Tuchtrecht
Uitspraak tuchtcollege

Na scheiding moet dossier kind naar nieuwe huisarts

Plaats een reactie

Vechtscheidende ouders zijn een ramp voor kinderen. Dokters doen er goed aan het belang van de minderjarigen voorop te stellen. Toegegeven: dat valt soms niet mee, wat mag wel en niet? Wie moet waarvoor toestemming geven? Maar met gezond verstand, en soms een telefoontje naar de KNMG Artseninfolijn, komt u een heel eind.

In deze tuchtzaak klaagt de moeder over haar vorige huisarts. Hij wilde het dossier van haar zoon niet overdragen aan haar nieuwe huisarts, waar de jongen ook patiënt was. De dokter zei tegen de moeder dat vader geen toestemming gaf. In het dossier schrijft hij niets over de gesprekken die hij daarover voert. Wel staat er een aantekening over door Bureau Jeugdzorg verstrekte informatie ‘die inhoudt dat informatie (…) alleen mag worden vrijgegeven met akkoord van beide ouders’.

De huisarts verdedigt zich vreemd genoeg niet bij het tuchtcollege, hij dient geen verweerschrift in en verschijnt niet op de zitting. Hij kan niet uitleggen wat zijn overwegingen zijn geweest en wat BJZ nu eigenlijk precies bedoelde. Dat draagt bij aan de maatregel die hij krijgt opgelegd: een berisping.

Het tuchtcollege vindt namelijk dat de huisarts op zijn minst een kopie van het dossier naar zijn opvolger had kunnen sturen. Dat is in het belang van het kind, en dat zal toch voor iedereen duidelijk zijn. Zeker bij een kind dat al veel gezondheidsproblemen heeft gehad: dat moet een nieuwe huisarts toch weten?
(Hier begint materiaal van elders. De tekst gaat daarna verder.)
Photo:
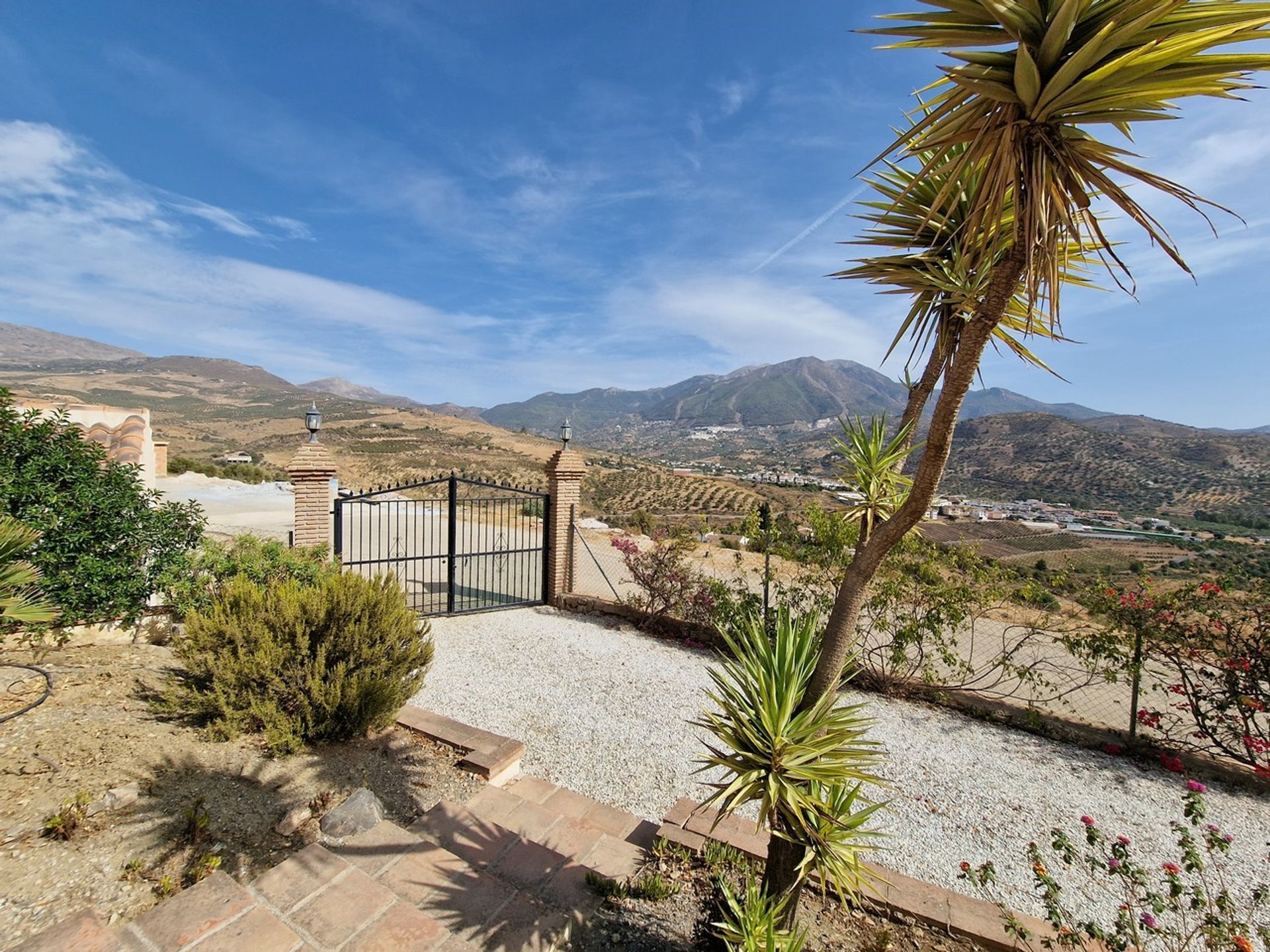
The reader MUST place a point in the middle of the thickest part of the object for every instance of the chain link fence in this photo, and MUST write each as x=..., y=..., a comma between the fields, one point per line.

Sophie Broersen, arts/journalist

Diederik van Meersbergen, jurist


HET REGIONAAL TUCHTCOLLEGE VOOR DE GEZONDHEIDSZORG TE EINDHOVEN

heeft het volgende overwogen en beslist omtrent de op 17 september 2014 binnengekomen klacht van:

[A]

wonende te [B]

klaagster

tegen:

[C]

huisarts

destijds werkzaam te [D]

verweerder

1. Het verloop van de procedure

Het college heeft kennisgenomen van:

-        het klaagschrift

-        de brief van 3 februari 2015 van het regionaal tuchtcollege aan verweerder

-        de brief van 12 maart 2015 van het regionaal tuchtcollege aan verweerder

-        de brieven van 30 maart 2015 en 1 april 2015 van het regionaal tuchtcollege aan verweerder

-        het overzicht zorgverlener van verweerder

-        de retour ontvangen brief van 12 maart 2015 van het regionaal tuchtcollege aan verweerder

-        de retour ontvangen brief van 1 april 2015 van het regionaal tuchtcollege aan verweerder.
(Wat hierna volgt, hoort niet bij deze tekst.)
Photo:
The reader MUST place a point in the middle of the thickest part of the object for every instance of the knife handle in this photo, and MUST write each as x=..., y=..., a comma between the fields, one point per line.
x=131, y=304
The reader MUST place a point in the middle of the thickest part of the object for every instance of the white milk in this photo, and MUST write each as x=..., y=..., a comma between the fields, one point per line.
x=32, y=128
Ondanks herhaald verzoek heeft verweerder geen verweerschrift ingediend of anderszins gereageerd. De secretaris heeft de zaak naar een openbare zitting van het college verwezen. De klacht is ter openbare zitting van 29 april 2015 behandeld. Klaagster was aanwezig. Verweerder was zonder bericht niet aanwezig ondanks een herhaalde, correcte oproeping per gewone en per aangetekende post.

2. De feiten

Het gaat in deze zaak om het volgende:

Verweerder was huisarts van het gezin dat bestond uit vader, moeder en minderjarige zoon (geboren in juni 2006). Vader en moeder kwamen in 2012 in een echtscheidingsituatie terecht waarna moeder met haar zoon in dat jaar verhuisde naar een andere stad. Zij liet zichzelf en haar zoon daar in maart 2012 inschrijven bij een nieuwe huisarts. Deze nieuwe huisarts verzocht verweerder per fax van 19 maart 2012 om overdracht van het medisch dossier van de zoon. Verweerder gaf hieraan geen gevolg. In diverse telefonische contacten tussen moeder en verweerder dan wel diens assistente werd als reden daarvoor door of namens verweerder aangevoerd dat vader ook toestemming moest geven voor de overdracht van het dossier van de zoon en dat vader die overdracht uitdrukkelijk had verboden. Verweerder droeg het dossier uiteindelijk over op 21 januari 2013.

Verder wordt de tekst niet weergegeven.